Australian companies and directors need to be alert to the potential risks associated with a new law that allows US regulators to pursue foreign securities fraud involving non-US investors
Despite a recent decision in the US Supreme Court to bar Australian shareholders from launching a class action against the National Australia Bank in the plaintiff-friendly US courts, Australian directors are still exposed to the long arm of US law following President Obama’s recent signing into law the high profile Dodd-Frank Act.
The case of Morrison v National Australia Bank, in which the US Supreme Court ruled that US securities fraud laws applied only to shares bought or sold in the US or to securities listed on an American stock exchange, significantly limited the types of securities lawsuits that could be brought in the US, by non-US investors and US regulators, against companies not listed on an American exchange.
Yet barely a month later, the Dodd-Frank Wall Street Reform and Consumer Protection Act was enacted, partially overturning the Morrison case and restoring the powers of the Securities Exchange Commission (SEC) and US Department of Justice to pursue foreign securities fraud involving non-US investors, so long as some conduct relating to the violation occurred within or impacted on the US.

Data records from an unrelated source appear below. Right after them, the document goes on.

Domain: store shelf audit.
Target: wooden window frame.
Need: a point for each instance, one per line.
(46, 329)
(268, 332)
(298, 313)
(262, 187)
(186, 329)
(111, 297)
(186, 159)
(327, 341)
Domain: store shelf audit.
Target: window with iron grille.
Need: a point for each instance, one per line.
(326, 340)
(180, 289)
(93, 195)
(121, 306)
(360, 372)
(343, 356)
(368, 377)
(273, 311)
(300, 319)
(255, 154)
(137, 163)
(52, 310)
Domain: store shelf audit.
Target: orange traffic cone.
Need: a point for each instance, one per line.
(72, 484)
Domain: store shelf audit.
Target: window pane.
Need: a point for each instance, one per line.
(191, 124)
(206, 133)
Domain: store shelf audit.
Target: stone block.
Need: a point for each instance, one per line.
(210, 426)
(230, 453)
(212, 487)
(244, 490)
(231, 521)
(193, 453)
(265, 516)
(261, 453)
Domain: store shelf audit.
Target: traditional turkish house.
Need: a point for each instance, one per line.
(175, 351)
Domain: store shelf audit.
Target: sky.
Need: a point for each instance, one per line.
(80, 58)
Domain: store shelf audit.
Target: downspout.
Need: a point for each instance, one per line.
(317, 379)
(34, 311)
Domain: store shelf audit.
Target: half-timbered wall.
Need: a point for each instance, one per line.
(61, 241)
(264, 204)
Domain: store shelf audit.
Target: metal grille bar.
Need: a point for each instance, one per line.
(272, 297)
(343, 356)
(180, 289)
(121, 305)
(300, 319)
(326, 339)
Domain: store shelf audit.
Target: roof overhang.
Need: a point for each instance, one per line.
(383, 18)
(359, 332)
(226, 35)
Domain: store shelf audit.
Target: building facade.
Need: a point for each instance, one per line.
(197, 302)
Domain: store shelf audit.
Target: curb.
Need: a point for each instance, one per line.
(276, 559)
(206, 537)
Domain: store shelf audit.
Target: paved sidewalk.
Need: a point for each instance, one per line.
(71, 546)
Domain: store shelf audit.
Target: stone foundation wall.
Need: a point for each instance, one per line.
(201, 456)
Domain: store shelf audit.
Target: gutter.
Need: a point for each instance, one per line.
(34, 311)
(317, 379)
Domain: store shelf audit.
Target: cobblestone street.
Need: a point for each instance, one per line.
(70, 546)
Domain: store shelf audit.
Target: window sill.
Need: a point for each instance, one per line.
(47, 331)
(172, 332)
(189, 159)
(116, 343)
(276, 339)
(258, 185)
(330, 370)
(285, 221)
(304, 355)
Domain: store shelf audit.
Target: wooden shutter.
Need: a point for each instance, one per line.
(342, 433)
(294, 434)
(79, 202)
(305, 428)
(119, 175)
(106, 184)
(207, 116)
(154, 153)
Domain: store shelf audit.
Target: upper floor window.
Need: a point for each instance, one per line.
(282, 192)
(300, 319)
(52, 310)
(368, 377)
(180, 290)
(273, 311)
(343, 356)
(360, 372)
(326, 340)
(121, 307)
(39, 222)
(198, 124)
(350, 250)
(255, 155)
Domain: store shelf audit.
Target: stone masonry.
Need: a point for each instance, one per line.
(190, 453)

Australian directors should take note of the aggressive stance of US lawmakers and not become complacent about their US exposures, according to Kemsley Brennan, special counsel in the insurance group of law firm Colin Biggers & Paisley.

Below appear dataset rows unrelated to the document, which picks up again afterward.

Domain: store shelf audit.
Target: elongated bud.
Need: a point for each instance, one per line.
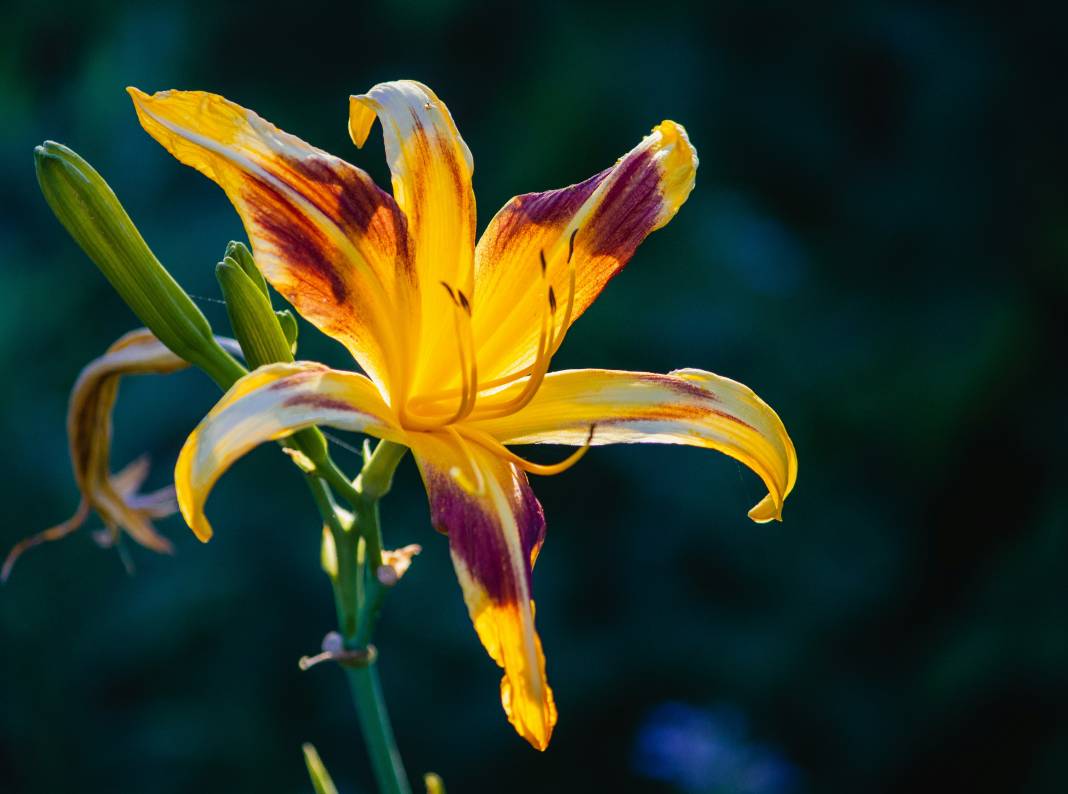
(317, 772)
(242, 257)
(90, 211)
(263, 341)
(254, 323)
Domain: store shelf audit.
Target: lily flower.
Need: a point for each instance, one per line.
(115, 498)
(456, 338)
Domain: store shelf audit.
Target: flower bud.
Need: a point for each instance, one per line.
(254, 323)
(89, 209)
(257, 329)
(242, 257)
(288, 322)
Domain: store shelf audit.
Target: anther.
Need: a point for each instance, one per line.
(333, 650)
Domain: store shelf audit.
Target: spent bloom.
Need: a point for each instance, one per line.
(116, 498)
(455, 336)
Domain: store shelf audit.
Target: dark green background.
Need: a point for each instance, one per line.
(876, 244)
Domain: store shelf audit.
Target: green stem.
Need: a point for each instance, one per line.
(358, 595)
(377, 732)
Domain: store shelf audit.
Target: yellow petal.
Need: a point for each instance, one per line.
(686, 406)
(332, 243)
(609, 215)
(496, 527)
(115, 498)
(265, 405)
(432, 170)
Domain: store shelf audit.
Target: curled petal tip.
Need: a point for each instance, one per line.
(767, 510)
(361, 118)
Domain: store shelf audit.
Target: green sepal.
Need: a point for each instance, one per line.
(288, 322)
(253, 321)
(89, 209)
(257, 330)
(242, 257)
(317, 771)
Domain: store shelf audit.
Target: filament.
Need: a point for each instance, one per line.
(486, 440)
(478, 486)
(468, 361)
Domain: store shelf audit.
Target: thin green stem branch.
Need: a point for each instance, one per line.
(358, 595)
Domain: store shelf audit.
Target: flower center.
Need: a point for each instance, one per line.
(490, 399)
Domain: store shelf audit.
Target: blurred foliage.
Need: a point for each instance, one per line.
(877, 245)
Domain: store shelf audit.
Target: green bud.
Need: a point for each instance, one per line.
(89, 209)
(253, 321)
(242, 257)
(263, 341)
(317, 772)
(288, 323)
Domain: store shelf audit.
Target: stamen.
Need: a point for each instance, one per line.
(469, 364)
(570, 293)
(556, 338)
(484, 439)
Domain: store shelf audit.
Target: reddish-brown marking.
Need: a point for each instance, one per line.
(318, 401)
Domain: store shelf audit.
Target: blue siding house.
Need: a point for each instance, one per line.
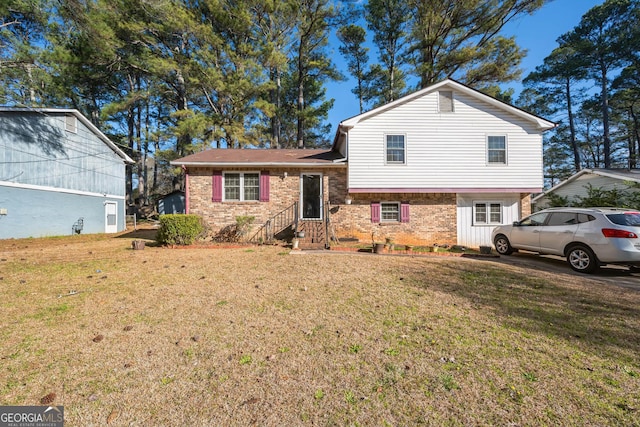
(59, 174)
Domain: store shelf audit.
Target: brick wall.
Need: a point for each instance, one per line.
(432, 216)
(432, 219)
(283, 192)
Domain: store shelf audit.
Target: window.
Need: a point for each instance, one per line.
(563, 218)
(535, 219)
(487, 213)
(497, 150)
(445, 101)
(242, 186)
(395, 149)
(71, 123)
(390, 212)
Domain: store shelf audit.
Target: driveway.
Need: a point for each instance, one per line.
(610, 274)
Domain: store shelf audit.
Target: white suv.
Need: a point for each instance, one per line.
(587, 237)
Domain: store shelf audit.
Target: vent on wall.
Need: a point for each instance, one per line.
(445, 101)
(71, 124)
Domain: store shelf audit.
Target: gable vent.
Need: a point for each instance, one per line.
(445, 101)
(71, 124)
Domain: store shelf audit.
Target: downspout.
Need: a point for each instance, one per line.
(346, 146)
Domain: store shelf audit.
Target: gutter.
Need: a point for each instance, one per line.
(255, 164)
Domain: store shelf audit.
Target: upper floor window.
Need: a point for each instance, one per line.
(242, 186)
(71, 123)
(445, 101)
(497, 149)
(395, 149)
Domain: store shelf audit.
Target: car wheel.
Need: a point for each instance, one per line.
(582, 259)
(503, 247)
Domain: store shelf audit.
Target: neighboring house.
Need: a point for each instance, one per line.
(58, 175)
(443, 165)
(171, 203)
(577, 185)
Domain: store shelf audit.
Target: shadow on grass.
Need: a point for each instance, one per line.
(601, 319)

“The long arm of the US law is alive and well and still reaching into our backyard,” he said.
“There was much initial excitement that the Morrison decision had brought an end to so-called ‘foreign-cubed’ lawsuits which have caused Australian companies and their directors much anxiety over the attempts of US regulators and courts to impose US law beyond its borders.
“But that excitement has quickly disappeared with the US regulators wasting no time in clawing back their powers.”
While the Dodd-Frank Act did not undo the prohibition on foreign private investors hauling foreign companies into the US courts, Brennan said that it is possible that this too could be a short-lived reprieve for Australian directors.
“Under Dodd-Frank, the SEC has been directed to report back to Congress in 18 months on the pros and cons of reviving a private right of action, so it may all be up for grabs again in the near future,” he noted.
Regardless of how the Dodd-Frank reforms concerning private investor lawsuits panned out, Brennan said that Australian directors needed to be mindful that their exposures in the here and now remained significant.
“At present, Australian companies and directors can still be sued by non-US investors if their companies are listed in the US. Importantly, there are many Australian companies which have raised capital in the US markets through issuing American Depositary Receipts and these will continue to attract exposure,” he explained.
“Coupled with the reinstated powers of the SEC and Department of Justice, the upshot is that these types of claims will continue to grow and US securities class actions will remain a threat for Australian companies so long as they have a relevant US connection.”
On top of this, Brennan observed that Australian companies and directors also needed to be alert to broader US litigation risks driven by US regulators and plaintiff class action lawyers pursuing violations of US anti-trust, product liability or employment laws.
In 40 per cent of all US class actions, he said that directors of non-US companies are the directors most frequently joined to class action proceedings after CEOs and CFOs.
“Australian companies operating in the US need to be mindful of these personal risks and ensure their directors and officers insurance arrangements properly protect them from potentially astronomical legal costs.”
No country comes close to the US in terms of the volume and costs of litigation, or the level of settlements and court-awarded compensation, said Brennan. US class action defense costs can start at US$3 million ($3.2 million) and exceed US$10 million prior to cases reaching hearing. And where damages are concerned, the average settlement is US$12 million, with many cases exceeding that figure, Brennan said.